Hideki Matsuyama: Ian Poulter Calls Golfer An ‘Idiot’ For Leaving Gash In The Green

Hideki Matsuyama and Ian Poulter probably won’t be having drinks together at the country club after the next golf tournament, especially after an insulting exchange went public on Twitter. But exactly did the golfer do to be called an idiot?

In a related report by The Inquisitr, if you’re looking for amusing golf stories, try checking out how President Obama went golfing where the movie Caddyshack was filmed. Then again, nothing can beat Arnold Palmer and Kate Upton making golf look sexy.

The incident involving Hideki Matsuyama apparently started when the golfer missed a seven-foot putt and then slammed his putter in the ground, leaving a small gash in the green. But he didn’t stop to clean up himself or repair the damage. Although Poulter wasn’t directly effected by the damage, another golfer named Charl Schwartzel had his 12-foot putt blocked by the gash. Officials did fix the gash in the green before Schwartzel took his turn, so in truth no harm was done.

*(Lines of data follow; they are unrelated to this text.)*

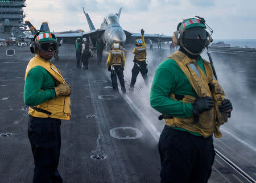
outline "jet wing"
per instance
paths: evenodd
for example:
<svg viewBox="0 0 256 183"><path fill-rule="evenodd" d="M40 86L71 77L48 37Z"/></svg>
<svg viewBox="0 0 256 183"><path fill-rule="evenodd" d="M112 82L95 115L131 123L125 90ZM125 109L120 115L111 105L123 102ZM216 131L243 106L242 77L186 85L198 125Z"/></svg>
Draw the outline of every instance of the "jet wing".
<svg viewBox="0 0 256 183"><path fill-rule="evenodd" d="M96 49L97 38L100 37L100 35L104 32L105 30L97 29L96 30L90 30L86 32L82 32L82 36L87 38L89 39L90 47L92 49Z"/></svg>
<svg viewBox="0 0 256 183"><path fill-rule="evenodd" d="M98 35L100 35L101 33L104 32L105 30L103 29L97 29L96 30L91 30L88 32L82 32L83 37L97 37Z"/></svg>
<svg viewBox="0 0 256 183"><path fill-rule="evenodd" d="M130 36L127 36L127 39L129 39L129 42L133 42L137 39L141 38L141 33L131 33L126 31L125 31L126 36L127 34L126 32L130 34ZM159 41L172 41L172 36L166 36L164 35L160 34L144 34L144 38L145 39L145 41L147 42L147 40L149 39L153 42L159 42Z"/></svg>
<svg viewBox="0 0 256 183"><path fill-rule="evenodd" d="M77 32L77 33L66 33L66 34L57 34L55 33L56 38L82 38L82 32Z"/></svg>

But Ian Poulter was apparently disturbed enough by the incident to tell his 1.6 million followers on Twitter all about it:

“Playing with Matsuyama tomo. He buried his putter in the 13th green 5 ft from the hole, Referee had to repair the crater. Because he didn’t. Why should Matsuyama leave a crater in the green for others to putt over, or have to call a referee to repair the damage. Idiot. I’m no saint & first to say. But that was disgusting. I wouldn’t bury a putter in a green 5 ft from a hole & have players behind deal with it.”

After hearing about what Poulter said, Matsuyama apologized in person, saying:

“I heard about it this morning, I felt really bad. All I can do is apologize for what happened. I feel badly that he even had to write about something I had done…. I felt a responsibility to seek them out and apologize to them directly. They were in the threesome directly behind us. It didn’t affect my preparation today. I felt like it was something I should do. Hopefully, I learned I need to be more patient. In the future, I’ll try my best to be a good professional.”

Do you think Ian Poulter was right to call out Hideki Matsuyama so publicly?